SSL certificates are supposed to provide users with assurance that the sites they are browsing are legitimate. When you go to your online banking web site via https and see the reassuring lock in the address bar which tells you that the site is really your bank, it is the SSL certificate system which provides this indication. Each certificate is signed by a series of trusted authorities which vouch for its authenticity.
When you buy an SSL certificate, the registrar from which you make the purchase is supposed to make sure that you are, in fact, who you say you are. For example, if I were to order a cert for www.consolidatedamalgamated.com, the registrar would require me to provide some evidence that I was in fact representing Consolidated Amalgamated and that CA was a legitimate company. Only after doing this due diligence would the signed certificate be issued, thus providing users with assurance that the sites they are visiting are, in fact legitimate.

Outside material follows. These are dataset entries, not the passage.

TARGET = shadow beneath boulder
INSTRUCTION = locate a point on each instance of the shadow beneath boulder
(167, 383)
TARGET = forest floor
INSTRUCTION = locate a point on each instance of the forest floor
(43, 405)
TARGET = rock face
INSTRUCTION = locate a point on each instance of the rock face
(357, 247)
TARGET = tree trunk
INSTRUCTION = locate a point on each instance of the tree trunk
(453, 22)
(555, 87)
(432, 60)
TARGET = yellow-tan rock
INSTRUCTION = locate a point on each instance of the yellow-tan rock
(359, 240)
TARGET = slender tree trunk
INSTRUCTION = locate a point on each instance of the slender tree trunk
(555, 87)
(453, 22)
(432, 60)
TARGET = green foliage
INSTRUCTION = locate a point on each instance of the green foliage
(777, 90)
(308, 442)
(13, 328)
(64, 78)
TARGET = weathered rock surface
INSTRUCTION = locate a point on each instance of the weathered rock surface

The fragility of this system for supporting trust on the Internet was spotlighted on March 15th, when an attack on the SSL certificate system resulted in a number of fraudulent certificates being issued for sites which millions of people worldwide use every day.
The attack was detected by Jacob Applebaum, a third party security researcher who noticed that Mozilla and Google had pushed out patches to the Firefox and Chrome browsers revoking the validity of a number of SSL certificates issued by an affiliate of Comodo, one of the Certificate Authorities empowered to issue certs. Comodo (and other CAs) typically subcontract the sales and verification of SSL certs to other companies called Registration Authorities or RAs. The attackers appear to have gotten access to credentials used by one of Comodo’s RAs to request new certificates once the checks were complete. They used this information to request 9 different certificates for well known communications related domains such as yahoo.com, google.com, skype.com and live.com.

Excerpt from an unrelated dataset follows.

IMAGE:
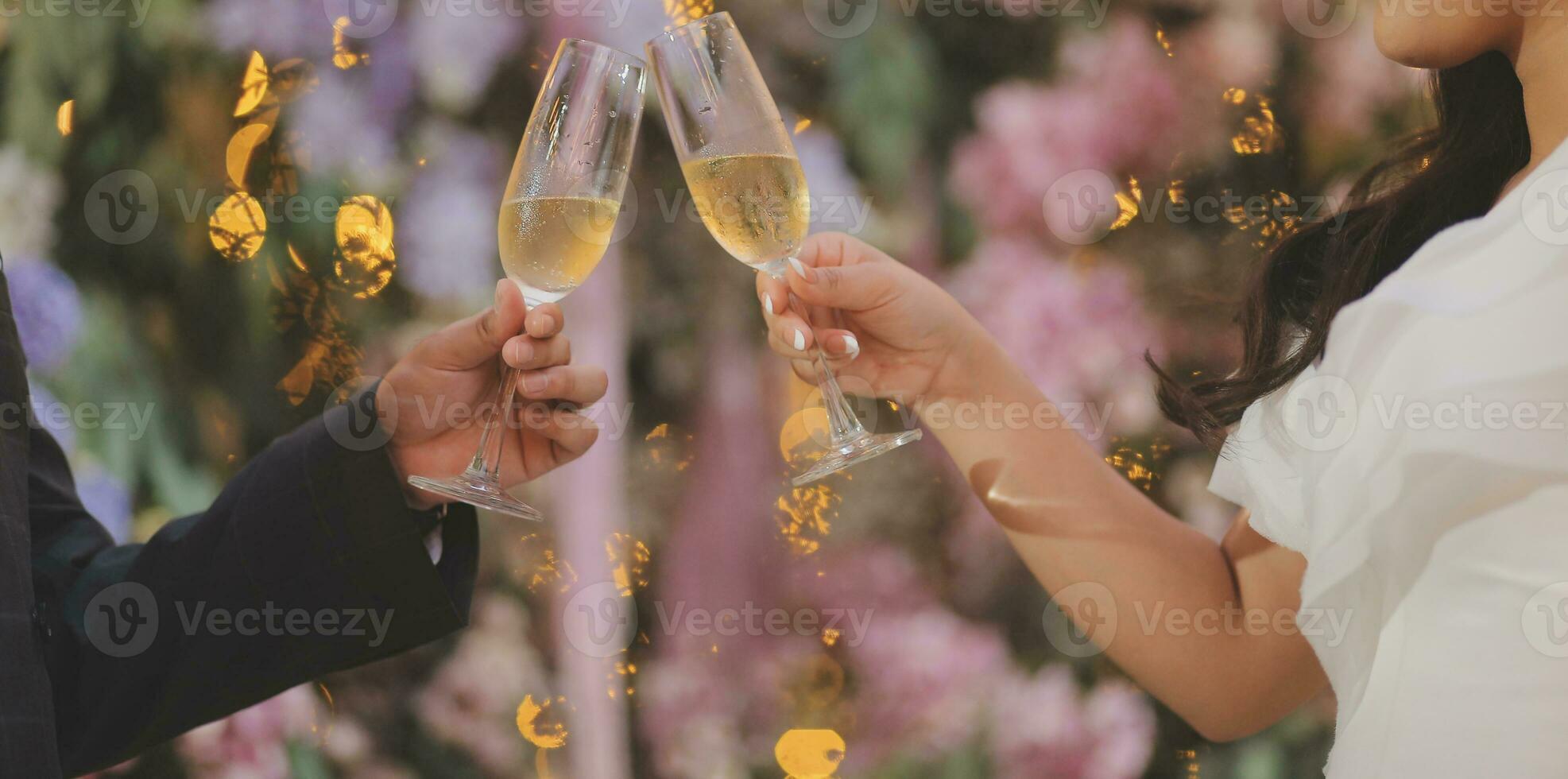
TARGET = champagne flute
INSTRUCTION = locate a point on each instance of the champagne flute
(749, 187)
(557, 219)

So why would an attacker do this? Primarily to be able to intercept credentials and communications between users and the web sites for which they spoofed certificates by enticing users to visit the fraudulent web sites instead of the legitimate ones. Once a user has logged on to their Yahoo Mail account via a site with one of these spoofed certs, they would see the familiar lock icon telling them that they were really talking to Yahoo and that their communications were secure, when in fact, the attackers were routing all of their traffic through systems under their control. The attackers would be able to harvest credentials and read the victims’ emails without tipping them off to the attack. The attackers also registered a certificate for “addons.mozilla.com” which would have allowed them to trick users into installing malicious browser extensions for Firefox. To top off the attack, they also registered a certificate for a new certificate authority called “Global Trustee” which would have allowed them to issue legitimate looking certificates on their own.

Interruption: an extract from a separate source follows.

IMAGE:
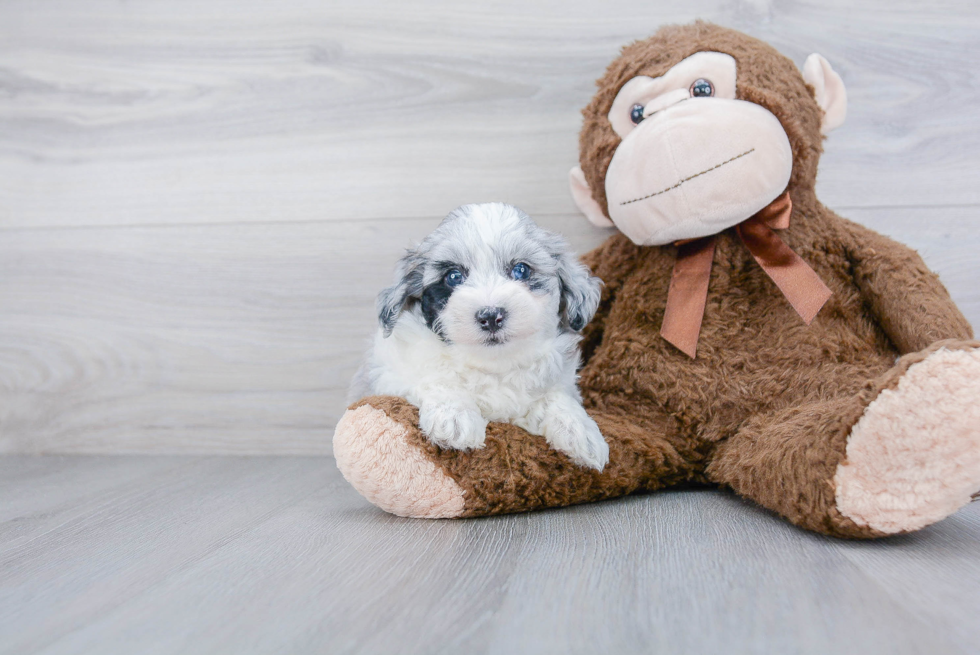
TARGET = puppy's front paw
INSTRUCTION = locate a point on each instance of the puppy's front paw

The Comodo attack appears to have originated from an IP address located in Iran, which raises an interesting question. Were the attackers simply run of the mill cyber criminals who wanted to use the information gathered for profit, or was this a state sponsored attack aimed at compromising the communications of opponents of the Iranian regime? Given the recent unrest in the Middle East and the key role played by social media, the Iranian government would probably be really interested in reading the mail or listening to the Skype calls of opposition figures. Of course, the attackers might have been located somewhere else and used Iranian proxy systems to make the attacks look like they were coming from Iran.
The attack points out a number of issues with the current SSL web of trust. First, the delegated nature of the system means that it is only as strong as the weakest link – in this case the security of the registration authorities. Second, the mechanism for revoking certificates has some serious drawbacks. There are basically two ways for registrars to let users’ browsers know that certificates are invalid – one method is called Certificate Revocation Lists and the other is called Online Certificate Status Protocol. In theory, browsers use these protocols to check the validity of each certificate they receive. In theory. In reality, in their default configurations, browsers will allow certificates to be used even if they are unable to get certificate status for them – this is a “fail open” situation. Should an attacker combine the creation of fraudulent certificates with a denial of service attack against a CA’s CRL or OCSP infrastructures, millions of users browsers would happily accept the fake certs without a peep.
In order to provide users with protection against this attack, the browser vendors had to issue updates to their software which included the bad certificate numbers in the local Certificate Revocation Lists. This puts the onus on the user, and I have seen enough users who don’t bother to update browser software to wonder just how many people are still vulnerable to this attack.
Requiring CAs to maintain robust infrastructures for OCSP and CRL checking by browsers and configuring browsers to require positive CA validation of certificates would go a long way towards fixing this issue in the short term, but such a solution has its own price in terms of privacy. As a result of their certificate checking functions, CAs would become able to track the web browsing habits of millions of internet users. Such a fix would also require a significant investment in infrastructure by the CAs, which could lead to higher prices for certificates.
The Internet was a very different animal when SSL was invented. Today’s internet is at the core of economic and social life and it needs to be protected in a way which is in line with that role. Hopefully, this incident will spur development of a new, more robust trust infrastructure for the internet.